La fatalidad, como tantas veces a lo largo del siglo, se produjo a causa del petróleo. Para no extraviarnos en la exposición, ya que, pese a lo que las apariencias sugieren, esta no es una relación de los días de Zelaya al frente de Honduras, el pequeño país adhirió a Petrocaribe, obtuvo una ventajosa financiación, molestó a las compañías extranjeras y se pudrió todo. La vida de Adrián siguió un curso exactamente paralelo; adhirió a Mel, molestó a los poderes imperantes y se pudrió todo, pero mucho, mucho peor. La guacha le tiró la alianza (¡como la OEA!) en la cara, lo insultó, imprecó, humilló, destrató y se fue de la casa o, en otras palabras, lo destituyó. Cosa que a mi amigo no podía importarle menos, desde luego. Ahora, liberado de compromisos externos, dirigió todo su poder mental y físico al apoyo del líder izquierdista; agitó en la universidad, sin mayor éxito; divulgó los hechos en Radio Centenario, sin repercusión alguna; volanteó en 18 el primero de Mayo, ganándose sólo la simpatía de un oligarca a quien la imagen de un caudillo de gran sombrero y mostacho confundió por completo.

Desesperado, Adrián vendió sus volúmenes de «Anatomía y psicopatología del hombre moderno» en Tristán Narvaja, apreciado texto de estudio, muy codiciado por los alumnos de todas las facultades, incluidas las de ciencias ocultas y comunicación.

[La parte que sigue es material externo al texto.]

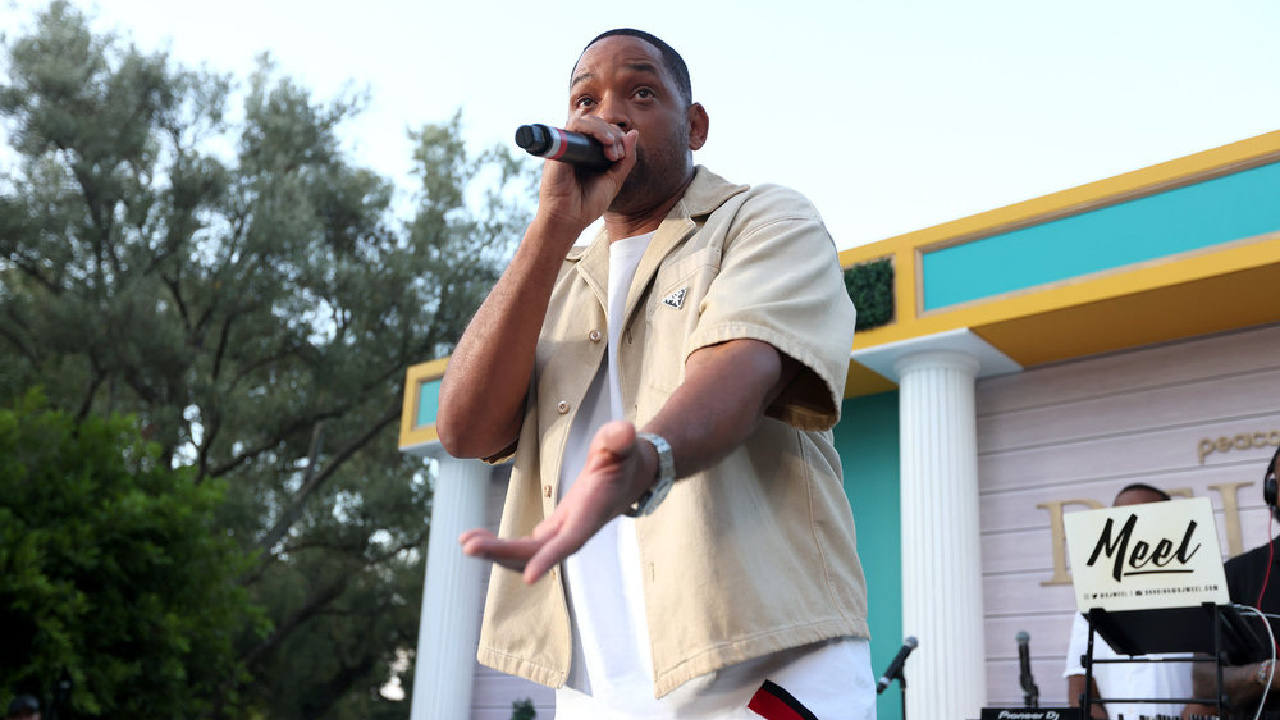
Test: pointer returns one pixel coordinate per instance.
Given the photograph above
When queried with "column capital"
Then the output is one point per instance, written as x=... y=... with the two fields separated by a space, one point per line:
x=887 y=359
x=937 y=360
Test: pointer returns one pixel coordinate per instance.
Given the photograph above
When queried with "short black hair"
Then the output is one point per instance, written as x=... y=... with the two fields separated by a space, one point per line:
x=1144 y=487
x=670 y=58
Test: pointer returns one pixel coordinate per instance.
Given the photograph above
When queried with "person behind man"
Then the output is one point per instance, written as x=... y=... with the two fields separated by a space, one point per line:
x=1129 y=679
x=676 y=540
x=1251 y=579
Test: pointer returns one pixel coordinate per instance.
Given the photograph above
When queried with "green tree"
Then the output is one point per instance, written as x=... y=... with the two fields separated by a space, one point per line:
x=97 y=533
x=245 y=288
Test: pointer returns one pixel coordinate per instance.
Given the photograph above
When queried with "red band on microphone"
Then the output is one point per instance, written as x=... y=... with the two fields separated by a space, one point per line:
x=558 y=145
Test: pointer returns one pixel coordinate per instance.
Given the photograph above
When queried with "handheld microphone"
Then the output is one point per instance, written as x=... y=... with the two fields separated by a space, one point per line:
x=1031 y=693
x=895 y=668
x=556 y=144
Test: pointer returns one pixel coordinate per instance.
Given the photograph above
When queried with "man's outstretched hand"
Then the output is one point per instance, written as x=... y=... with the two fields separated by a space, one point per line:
x=617 y=472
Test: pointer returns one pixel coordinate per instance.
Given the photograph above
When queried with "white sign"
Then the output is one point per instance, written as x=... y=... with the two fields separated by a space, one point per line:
x=1146 y=556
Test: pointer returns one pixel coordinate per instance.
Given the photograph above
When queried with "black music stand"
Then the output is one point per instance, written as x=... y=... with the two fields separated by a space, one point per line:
x=1215 y=630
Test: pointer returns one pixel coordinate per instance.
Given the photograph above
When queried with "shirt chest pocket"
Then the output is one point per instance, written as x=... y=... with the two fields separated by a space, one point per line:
x=671 y=318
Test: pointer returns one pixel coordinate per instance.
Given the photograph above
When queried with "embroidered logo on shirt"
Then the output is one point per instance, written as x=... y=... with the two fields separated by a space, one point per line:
x=676 y=299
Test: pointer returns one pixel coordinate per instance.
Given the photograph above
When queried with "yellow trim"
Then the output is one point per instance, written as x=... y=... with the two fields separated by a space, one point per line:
x=1048 y=322
x=1194 y=168
x=414 y=379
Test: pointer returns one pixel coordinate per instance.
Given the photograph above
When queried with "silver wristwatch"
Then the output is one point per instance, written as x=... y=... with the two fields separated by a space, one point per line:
x=654 y=496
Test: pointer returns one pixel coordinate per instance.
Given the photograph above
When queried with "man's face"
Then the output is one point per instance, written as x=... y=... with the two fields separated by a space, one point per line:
x=624 y=81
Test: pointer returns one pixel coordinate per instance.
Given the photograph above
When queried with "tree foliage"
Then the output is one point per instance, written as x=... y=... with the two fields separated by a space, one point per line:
x=242 y=286
x=96 y=533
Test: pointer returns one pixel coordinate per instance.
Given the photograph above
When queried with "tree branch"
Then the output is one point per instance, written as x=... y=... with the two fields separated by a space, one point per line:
x=295 y=507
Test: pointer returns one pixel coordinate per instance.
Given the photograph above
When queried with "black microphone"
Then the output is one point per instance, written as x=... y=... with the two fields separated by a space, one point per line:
x=895 y=669
x=1031 y=693
x=556 y=144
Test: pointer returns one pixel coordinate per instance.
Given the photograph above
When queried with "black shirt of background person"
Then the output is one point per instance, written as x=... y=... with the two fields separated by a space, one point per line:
x=1244 y=578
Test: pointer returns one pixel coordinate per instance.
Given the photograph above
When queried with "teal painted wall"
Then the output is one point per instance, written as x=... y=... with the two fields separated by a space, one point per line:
x=428 y=401
x=1188 y=218
x=868 y=445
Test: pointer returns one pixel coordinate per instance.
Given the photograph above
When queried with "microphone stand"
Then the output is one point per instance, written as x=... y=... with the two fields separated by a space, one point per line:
x=901 y=688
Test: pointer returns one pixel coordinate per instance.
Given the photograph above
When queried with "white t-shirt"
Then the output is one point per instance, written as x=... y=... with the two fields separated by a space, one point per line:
x=1129 y=679
x=611 y=677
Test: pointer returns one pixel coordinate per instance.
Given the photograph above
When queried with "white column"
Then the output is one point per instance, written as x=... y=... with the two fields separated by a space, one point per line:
x=451 y=600
x=941 y=556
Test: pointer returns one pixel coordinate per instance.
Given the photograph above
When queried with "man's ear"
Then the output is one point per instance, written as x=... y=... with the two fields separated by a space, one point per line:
x=698 y=123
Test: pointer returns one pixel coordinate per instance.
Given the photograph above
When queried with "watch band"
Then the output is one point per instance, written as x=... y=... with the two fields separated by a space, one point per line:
x=652 y=497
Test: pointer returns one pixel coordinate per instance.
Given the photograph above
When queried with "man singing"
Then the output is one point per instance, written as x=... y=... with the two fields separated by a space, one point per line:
x=676 y=541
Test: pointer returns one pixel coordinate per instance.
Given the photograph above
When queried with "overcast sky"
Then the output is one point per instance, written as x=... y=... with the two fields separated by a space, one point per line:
x=890 y=115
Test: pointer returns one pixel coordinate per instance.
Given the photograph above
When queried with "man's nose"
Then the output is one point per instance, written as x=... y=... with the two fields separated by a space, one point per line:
x=613 y=112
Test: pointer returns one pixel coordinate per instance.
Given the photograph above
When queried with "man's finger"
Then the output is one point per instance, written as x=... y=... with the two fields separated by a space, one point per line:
x=551 y=554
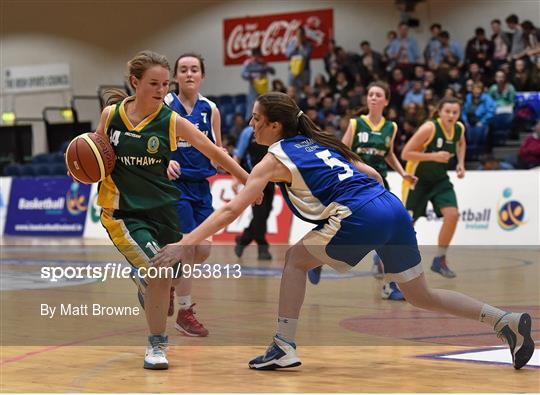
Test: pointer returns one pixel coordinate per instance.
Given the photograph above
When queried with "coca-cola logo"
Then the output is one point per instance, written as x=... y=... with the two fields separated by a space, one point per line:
x=273 y=33
x=273 y=40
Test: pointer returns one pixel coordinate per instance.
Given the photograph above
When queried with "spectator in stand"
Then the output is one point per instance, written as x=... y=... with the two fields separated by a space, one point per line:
x=531 y=41
x=455 y=81
x=475 y=73
x=299 y=54
x=398 y=88
x=330 y=57
x=433 y=47
x=371 y=61
x=451 y=53
x=341 y=85
x=480 y=50
x=255 y=70
x=320 y=82
x=389 y=63
x=517 y=46
x=501 y=44
x=278 y=86
x=415 y=94
x=529 y=151
x=521 y=76
x=404 y=50
x=478 y=111
x=502 y=91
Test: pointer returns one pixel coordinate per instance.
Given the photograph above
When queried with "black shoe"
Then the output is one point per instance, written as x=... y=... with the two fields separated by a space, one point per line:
x=264 y=254
x=239 y=247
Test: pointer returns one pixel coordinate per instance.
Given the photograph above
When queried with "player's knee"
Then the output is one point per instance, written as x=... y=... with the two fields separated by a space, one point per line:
x=451 y=215
x=202 y=252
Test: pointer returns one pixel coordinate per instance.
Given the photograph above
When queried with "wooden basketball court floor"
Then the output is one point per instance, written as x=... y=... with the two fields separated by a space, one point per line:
x=349 y=339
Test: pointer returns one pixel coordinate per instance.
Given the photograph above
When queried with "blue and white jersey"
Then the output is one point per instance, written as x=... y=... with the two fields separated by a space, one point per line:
x=193 y=164
x=324 y=182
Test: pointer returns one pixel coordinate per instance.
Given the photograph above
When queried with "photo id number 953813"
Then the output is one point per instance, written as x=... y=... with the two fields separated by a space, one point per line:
x=207 y=270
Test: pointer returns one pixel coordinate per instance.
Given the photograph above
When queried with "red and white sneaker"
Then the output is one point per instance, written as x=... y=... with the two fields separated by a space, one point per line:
x=170 y=312
x=187 y=324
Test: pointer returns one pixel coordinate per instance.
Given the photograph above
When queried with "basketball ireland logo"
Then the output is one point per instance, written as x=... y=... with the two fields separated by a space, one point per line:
x=511 y=214
x=153 y=145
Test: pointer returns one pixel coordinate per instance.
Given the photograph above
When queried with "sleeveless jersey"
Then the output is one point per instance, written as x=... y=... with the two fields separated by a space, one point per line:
x=440 y=140
x=193 y=164
x=323 y=180
x=139 y=179
x=372 y=143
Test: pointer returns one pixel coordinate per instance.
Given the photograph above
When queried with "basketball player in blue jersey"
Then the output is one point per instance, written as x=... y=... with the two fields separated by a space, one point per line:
x=325 y=183
x=190 y=169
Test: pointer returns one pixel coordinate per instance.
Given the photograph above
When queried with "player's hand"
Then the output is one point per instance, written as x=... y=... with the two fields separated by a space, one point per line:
x=173 y=170
x=460 y=170
x=441 y=156
x=410 y=178
x=171 y=254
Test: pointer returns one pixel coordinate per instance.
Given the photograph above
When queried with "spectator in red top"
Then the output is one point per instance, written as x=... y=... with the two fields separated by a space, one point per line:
x=529 y=152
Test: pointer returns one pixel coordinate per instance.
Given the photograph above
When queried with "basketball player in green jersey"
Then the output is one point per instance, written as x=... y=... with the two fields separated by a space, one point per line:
x=138 y=200
x=428 y=153
x=372 y=137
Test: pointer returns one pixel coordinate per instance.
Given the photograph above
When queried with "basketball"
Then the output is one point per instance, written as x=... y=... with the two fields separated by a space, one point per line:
x=90 y=158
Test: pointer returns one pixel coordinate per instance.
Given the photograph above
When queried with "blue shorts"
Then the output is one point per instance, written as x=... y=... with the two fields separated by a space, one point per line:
x=382 y=224
x=195 y=204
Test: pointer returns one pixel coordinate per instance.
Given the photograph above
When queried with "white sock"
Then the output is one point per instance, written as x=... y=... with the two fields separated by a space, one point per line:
x=184 y=302
x=492 y=316
x=287 y=328
x=441 y=251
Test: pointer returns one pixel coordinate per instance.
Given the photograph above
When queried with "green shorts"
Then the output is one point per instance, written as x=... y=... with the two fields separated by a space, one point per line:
x=138 y=235
x=440 y=193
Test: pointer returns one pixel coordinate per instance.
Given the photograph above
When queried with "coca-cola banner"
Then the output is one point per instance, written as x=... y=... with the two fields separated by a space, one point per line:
x=273 y=32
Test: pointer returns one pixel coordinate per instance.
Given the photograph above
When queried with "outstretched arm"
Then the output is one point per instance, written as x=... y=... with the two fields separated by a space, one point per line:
x=187 y=131
x=259 y=177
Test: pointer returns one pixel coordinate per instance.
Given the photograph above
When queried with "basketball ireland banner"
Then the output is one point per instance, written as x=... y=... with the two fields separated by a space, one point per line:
x=272 y=33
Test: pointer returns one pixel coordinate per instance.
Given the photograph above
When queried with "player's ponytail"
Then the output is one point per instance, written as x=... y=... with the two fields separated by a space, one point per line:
x=278 y=107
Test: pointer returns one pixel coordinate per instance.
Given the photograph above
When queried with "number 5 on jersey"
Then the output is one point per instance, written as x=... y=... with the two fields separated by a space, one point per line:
x=326 y=156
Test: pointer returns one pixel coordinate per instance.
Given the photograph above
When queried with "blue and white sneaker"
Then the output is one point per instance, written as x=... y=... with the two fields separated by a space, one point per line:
x=391 y=291
x=377 y=269
x=440 y=266
x=279 y=355
x=156 y=353
x=314 y=275
x=515 y=329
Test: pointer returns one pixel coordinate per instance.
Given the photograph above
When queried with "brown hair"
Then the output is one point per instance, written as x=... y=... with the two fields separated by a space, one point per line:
x=190 y=55
x=278 y=107
x=375 y=84
x=136 y=67
x=442 y=102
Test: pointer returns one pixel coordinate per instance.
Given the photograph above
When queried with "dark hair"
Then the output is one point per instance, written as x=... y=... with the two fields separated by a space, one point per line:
x=442 y=102
x=190 y=55
x=512 y=19
x=278 y=107
x=136 y=67
x=380 y=84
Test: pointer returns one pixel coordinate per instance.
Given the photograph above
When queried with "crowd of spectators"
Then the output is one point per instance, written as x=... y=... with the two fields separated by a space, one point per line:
x=485 y=74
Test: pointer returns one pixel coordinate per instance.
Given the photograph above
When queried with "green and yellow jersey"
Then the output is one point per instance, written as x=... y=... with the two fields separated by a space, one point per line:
x=139 y=179
x=373 y=142
x=440 y=140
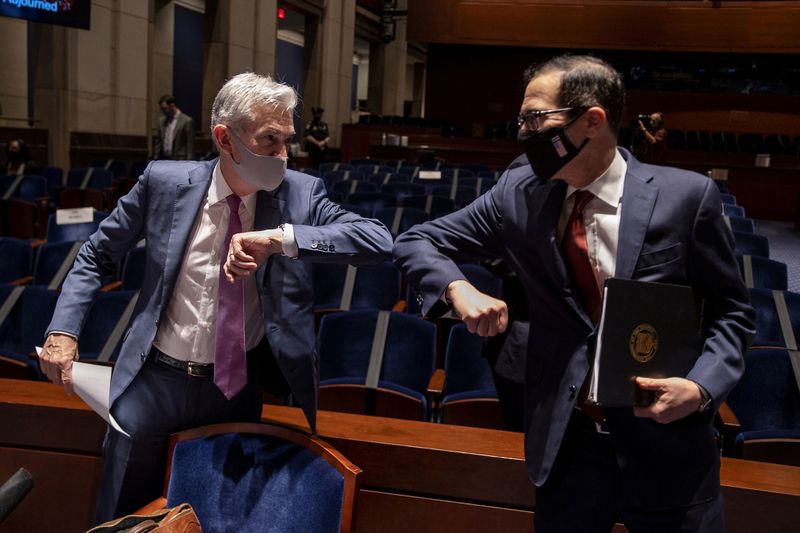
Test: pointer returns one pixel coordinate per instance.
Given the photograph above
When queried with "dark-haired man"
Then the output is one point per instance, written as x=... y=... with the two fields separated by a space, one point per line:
x=583 y=211
x=175 y=131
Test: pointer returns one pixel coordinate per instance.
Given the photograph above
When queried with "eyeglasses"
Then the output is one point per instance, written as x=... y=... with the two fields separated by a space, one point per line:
x=531 y=118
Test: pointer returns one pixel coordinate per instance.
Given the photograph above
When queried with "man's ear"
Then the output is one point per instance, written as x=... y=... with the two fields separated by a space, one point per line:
x=223 y=137
x=595 y=118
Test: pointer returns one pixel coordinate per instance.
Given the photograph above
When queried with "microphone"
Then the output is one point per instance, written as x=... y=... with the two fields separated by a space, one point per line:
x=13 y=491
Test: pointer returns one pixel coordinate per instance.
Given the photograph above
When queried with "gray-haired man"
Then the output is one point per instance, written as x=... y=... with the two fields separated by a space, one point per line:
x=179 y=366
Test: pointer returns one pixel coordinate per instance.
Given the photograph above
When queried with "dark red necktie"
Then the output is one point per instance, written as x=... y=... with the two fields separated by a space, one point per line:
x=230 y=365
x=576 y=253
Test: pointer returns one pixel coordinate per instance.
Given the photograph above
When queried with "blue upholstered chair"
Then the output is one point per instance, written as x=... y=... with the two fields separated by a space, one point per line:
x=24 y=327
x=408 y=217
x=260 y=478
x=762 y=273
x=766 y=403
x=374 y=287
x=355 y=378
x=741 y=224
x=72 y=232
x=104 y=316
x=469 y=395
x=15 y=259
x=750 y=244
x=768 y=327
x=372 y=201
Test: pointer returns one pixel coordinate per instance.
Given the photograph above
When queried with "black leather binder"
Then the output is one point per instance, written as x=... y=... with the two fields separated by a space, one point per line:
x=646 y=329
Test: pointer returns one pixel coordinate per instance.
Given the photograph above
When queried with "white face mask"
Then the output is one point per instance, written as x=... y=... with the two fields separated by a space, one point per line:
x=259 y=171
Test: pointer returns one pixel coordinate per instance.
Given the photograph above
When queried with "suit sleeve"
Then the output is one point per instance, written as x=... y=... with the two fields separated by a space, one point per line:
x=98 y=257
x=335 y=235
x=728 y=317
x=427 y=253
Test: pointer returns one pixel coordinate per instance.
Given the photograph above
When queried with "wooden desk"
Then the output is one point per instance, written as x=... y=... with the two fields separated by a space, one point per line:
x=417 y=476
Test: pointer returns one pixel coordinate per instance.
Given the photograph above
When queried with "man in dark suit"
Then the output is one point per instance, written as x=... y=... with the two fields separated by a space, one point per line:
x=197 y=343
x=583 y=211
x=175 y=131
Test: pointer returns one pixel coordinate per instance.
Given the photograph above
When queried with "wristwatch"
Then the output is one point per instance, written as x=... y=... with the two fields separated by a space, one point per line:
x=706 y=401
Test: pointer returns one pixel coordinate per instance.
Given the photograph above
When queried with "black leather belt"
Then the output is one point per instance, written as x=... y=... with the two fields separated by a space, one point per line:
x=200 y=370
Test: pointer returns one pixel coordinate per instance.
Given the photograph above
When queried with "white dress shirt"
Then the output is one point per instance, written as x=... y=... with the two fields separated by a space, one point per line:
x=601 y=218
x=187 y=329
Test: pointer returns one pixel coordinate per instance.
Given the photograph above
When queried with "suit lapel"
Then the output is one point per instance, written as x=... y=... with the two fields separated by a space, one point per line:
x=189 y=198
x=269 y=208
x=638 y=201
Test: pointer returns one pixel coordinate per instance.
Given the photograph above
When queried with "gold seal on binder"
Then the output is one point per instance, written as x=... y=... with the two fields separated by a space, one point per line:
x=644 y=343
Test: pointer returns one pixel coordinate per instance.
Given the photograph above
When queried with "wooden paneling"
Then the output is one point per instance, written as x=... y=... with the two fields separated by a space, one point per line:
x=417 y=476
x=631 y=25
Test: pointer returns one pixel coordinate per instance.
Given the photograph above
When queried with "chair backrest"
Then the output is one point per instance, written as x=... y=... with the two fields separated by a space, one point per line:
x=15 y=259
x=104 y=315
x=54 y=259
x=72 y=232
x=762 y=273
x=374 y=287
x=465 y=368
x=407 y=217
x=750 y=244
x=261 y=477
x=345 y=345
x=766 y=396
x=768 y=326
x=25 y=326
x=732 y=210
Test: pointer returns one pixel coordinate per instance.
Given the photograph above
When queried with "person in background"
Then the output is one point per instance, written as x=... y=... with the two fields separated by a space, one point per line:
x=582 y=211
x=317 y=137
x=200 y=348
x=18 y=158
x=175 y=132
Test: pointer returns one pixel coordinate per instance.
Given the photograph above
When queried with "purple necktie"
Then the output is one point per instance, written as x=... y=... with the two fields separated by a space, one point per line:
x=230 y=365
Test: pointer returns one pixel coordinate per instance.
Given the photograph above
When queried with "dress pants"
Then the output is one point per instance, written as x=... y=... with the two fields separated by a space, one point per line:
x=583 y=492
x=161 y=400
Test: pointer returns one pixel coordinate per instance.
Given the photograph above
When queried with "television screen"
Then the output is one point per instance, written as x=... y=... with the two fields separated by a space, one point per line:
x=73 y=13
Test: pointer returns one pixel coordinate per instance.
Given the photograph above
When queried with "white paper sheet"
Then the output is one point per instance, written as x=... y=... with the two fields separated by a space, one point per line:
x=93 y=383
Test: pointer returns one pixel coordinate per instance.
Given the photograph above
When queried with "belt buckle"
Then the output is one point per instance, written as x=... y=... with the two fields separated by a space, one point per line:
x=195 y=369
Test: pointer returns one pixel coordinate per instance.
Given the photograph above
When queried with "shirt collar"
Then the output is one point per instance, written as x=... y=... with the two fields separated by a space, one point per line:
x=219 y=191
x=609 y=185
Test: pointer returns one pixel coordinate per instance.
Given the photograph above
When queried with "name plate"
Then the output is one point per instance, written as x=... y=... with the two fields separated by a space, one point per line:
x=78 y=215
x=430 y=174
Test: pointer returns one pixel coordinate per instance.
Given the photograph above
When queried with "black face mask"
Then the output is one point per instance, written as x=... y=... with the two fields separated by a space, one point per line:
x=549 y=149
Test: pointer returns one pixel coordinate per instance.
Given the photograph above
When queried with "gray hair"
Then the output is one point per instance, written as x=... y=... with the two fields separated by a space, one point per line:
x=234 y=103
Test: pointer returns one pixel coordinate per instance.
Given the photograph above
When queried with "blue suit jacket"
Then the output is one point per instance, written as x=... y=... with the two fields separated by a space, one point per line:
x=671 y=231
x=162 y=208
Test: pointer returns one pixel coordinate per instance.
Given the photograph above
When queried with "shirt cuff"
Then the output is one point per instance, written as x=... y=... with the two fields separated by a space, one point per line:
x=288 y=244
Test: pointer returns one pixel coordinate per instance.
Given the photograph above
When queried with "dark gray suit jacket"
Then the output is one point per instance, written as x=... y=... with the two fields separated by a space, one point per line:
x=671 y=231
x=162 y=208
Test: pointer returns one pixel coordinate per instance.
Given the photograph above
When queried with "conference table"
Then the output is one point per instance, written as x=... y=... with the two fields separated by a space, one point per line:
x=417 y=476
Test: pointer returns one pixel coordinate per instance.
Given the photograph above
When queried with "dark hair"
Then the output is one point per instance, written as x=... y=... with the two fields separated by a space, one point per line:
x=586 y=81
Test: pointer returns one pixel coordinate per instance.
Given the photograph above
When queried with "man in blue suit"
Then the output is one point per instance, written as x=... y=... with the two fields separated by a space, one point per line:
x=653 y=468
x=180 y=366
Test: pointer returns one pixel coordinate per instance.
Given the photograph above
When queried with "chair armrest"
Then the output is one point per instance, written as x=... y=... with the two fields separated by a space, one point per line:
x=156 y=505
x=113 y=286
x=436 y=383
x=729 y=420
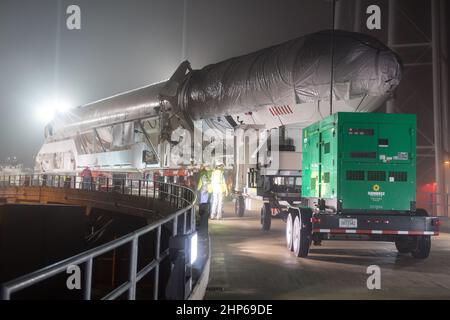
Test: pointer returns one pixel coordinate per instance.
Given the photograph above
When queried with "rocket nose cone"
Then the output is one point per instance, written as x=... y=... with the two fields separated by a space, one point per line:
x=389 y=71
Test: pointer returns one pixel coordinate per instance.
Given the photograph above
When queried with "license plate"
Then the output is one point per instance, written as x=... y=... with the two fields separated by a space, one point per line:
x=348 y=223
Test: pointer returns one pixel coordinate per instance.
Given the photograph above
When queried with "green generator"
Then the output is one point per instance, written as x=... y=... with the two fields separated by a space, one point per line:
x=359 y=183
x=360 y=162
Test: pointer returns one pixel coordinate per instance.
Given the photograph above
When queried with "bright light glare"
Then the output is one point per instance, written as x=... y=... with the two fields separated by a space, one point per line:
x=48 y=109
x=194 y=247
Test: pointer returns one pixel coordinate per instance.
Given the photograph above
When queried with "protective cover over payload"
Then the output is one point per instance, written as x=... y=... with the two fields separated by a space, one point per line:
x=292 y=73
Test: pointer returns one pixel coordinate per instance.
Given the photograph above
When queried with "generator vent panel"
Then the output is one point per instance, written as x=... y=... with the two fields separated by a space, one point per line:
x=364 y=161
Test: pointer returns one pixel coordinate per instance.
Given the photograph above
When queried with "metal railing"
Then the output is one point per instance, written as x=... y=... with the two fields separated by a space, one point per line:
x=435 y=203
x=181 y=221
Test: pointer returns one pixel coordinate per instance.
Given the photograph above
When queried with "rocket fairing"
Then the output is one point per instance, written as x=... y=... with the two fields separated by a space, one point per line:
x=293 y=73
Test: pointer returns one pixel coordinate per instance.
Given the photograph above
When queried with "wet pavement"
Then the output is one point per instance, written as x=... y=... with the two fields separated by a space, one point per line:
x=248 y=263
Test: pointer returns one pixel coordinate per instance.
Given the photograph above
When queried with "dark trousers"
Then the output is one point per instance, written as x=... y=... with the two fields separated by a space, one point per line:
x=204 y=215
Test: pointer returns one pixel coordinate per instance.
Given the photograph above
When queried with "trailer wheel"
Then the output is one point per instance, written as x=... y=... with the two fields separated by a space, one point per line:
x=403 y=245
x=239 y=206
x=301 y=238
x=289 y=231
x=266 y=217
x=422 y=247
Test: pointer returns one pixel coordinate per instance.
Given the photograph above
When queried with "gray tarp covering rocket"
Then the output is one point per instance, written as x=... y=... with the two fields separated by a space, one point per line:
x=294 y=72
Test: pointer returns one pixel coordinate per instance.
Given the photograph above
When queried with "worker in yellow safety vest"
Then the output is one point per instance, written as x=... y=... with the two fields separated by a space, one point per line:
x=219 y=188
x=204 y=188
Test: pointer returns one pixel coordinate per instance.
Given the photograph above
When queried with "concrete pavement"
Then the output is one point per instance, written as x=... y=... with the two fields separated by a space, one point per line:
x=248 y=263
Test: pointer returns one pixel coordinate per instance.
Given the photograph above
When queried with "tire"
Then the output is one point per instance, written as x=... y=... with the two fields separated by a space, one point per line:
x=289 y=231
x=266 y=217
x=403 y=245
x=422 y=247
x=239 y=206
x=300 y=238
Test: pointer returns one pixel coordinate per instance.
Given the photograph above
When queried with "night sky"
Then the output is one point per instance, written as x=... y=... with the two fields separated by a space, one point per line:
x=124 y=45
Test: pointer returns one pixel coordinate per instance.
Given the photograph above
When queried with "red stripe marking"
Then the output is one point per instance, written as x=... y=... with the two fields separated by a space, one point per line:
x=364 y=231
x=337 y=230
x=390 y=232
x=360 y=231
x=415 y=232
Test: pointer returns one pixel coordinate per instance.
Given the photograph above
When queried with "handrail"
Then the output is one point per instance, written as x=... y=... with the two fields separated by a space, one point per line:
x=182 y=197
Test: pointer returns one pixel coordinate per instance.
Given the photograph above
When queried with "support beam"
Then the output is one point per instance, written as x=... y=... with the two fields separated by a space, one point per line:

Con el dinero obtenido y algunas colaboraciones espurias, entre ellas la del estanciero que creía dar sustento a un par en desgracia, compró una Kawa 50 arruinada por los motochorros en un escape fatal tras el asalto a un kiosco en Piedras Blancas.

Entonces sobrevino el golpe de estado y todo se precipitó; se agotó el tiempo de la recaudación y llegó la ansiada hora de la acción. Adrián ya tenía un vehículo, sólo le hacía falta un arma, que obtuvo de su padre: el 22 corto que utilizaba para espantar a las comadrejas del fondo. Y, cheguevarizado como estaba, se lanzó a la ruta.

Sufrió varios incidentes a lo largo de la travesía; en Buenos Aires transó la moto por una Honda 500 con un motochorro, que usaba la suya para afanar viejas en el microcentro y no necesitaba semejante potencia; en Brasil, hacia donde se había desviado por cuestiones de samba, consiguió una matraca de manos de un chico narcofavelizado; de Paraguay se llevó algunas naranjas y de Chile un disco de metal extremo y por demás oscuro (para el eventual caso de guerra psicológica). Tras las intensas peripecias del viaje, arribó a Honduras en plena agitación política, justamente lo que esperaba encontrar: clima enrarecido, choques milico-populares, aguante y resistencia, combate inminente. Adrián los agitó aún más, sosteniendo la lucha popular y movilizando a la masa hacia el palacio de gobierno, donde la junta recién instalada procuraba consolidar su victoria. La refriega se extendió algunos días, en los cuales la gente, apelotonada frente al edificio, ganó posiciones vitales con su consigna de restituir a Mel Zelaya en su sillón. Por fin llegó el momento decisivo; la Junta, sin apoyo, se estaba desmoronando y apenas contaba con la fuerza para sostenerse, y era allí donde se requería  la presión, mas Adrián no apeló al chumbo sino a una táctica genial, derivada del cine: todos con sombrero y bigotazo (que él ya portaba desde hacía varios miles de kilómetros), disfrazados de Mel Zelaya, como en V de Vendetta; dio resultado, ¡la Junta se derrumbó y los generales salieron rajando!

El pueblo disfrutaba del momento heroico, la fiesta interminable; la pesadilla había acabado. Era hora de regresar a la democracia y profundizarla, pero ya habría tiempo para eso, primero lo primero, y lo pirmero era colocar a Mel en su sitio. Como si de un juego de monedas se tratara, un brazo de grúa ubicado en el balcón del Palacio extrajo de la multitud al mandatario y lo alzó hasta el lugar desde el que dirigiría su mensaje. La gente, expectante, hizo silencio, esperando con ansias las palabras del presidente. Éste se acercó a la baranda, se aferró a ella, recorrió con la mirada a los miles de fanáticos de la libertad y la democracia directa (nunca más directa que en este momento) que lo habían elevado, literalmente, a ese lugar y pronunció un discurso que dejó perpleja a la masa, no por su contenido sino por el innegable acento rioplatense de su emisor.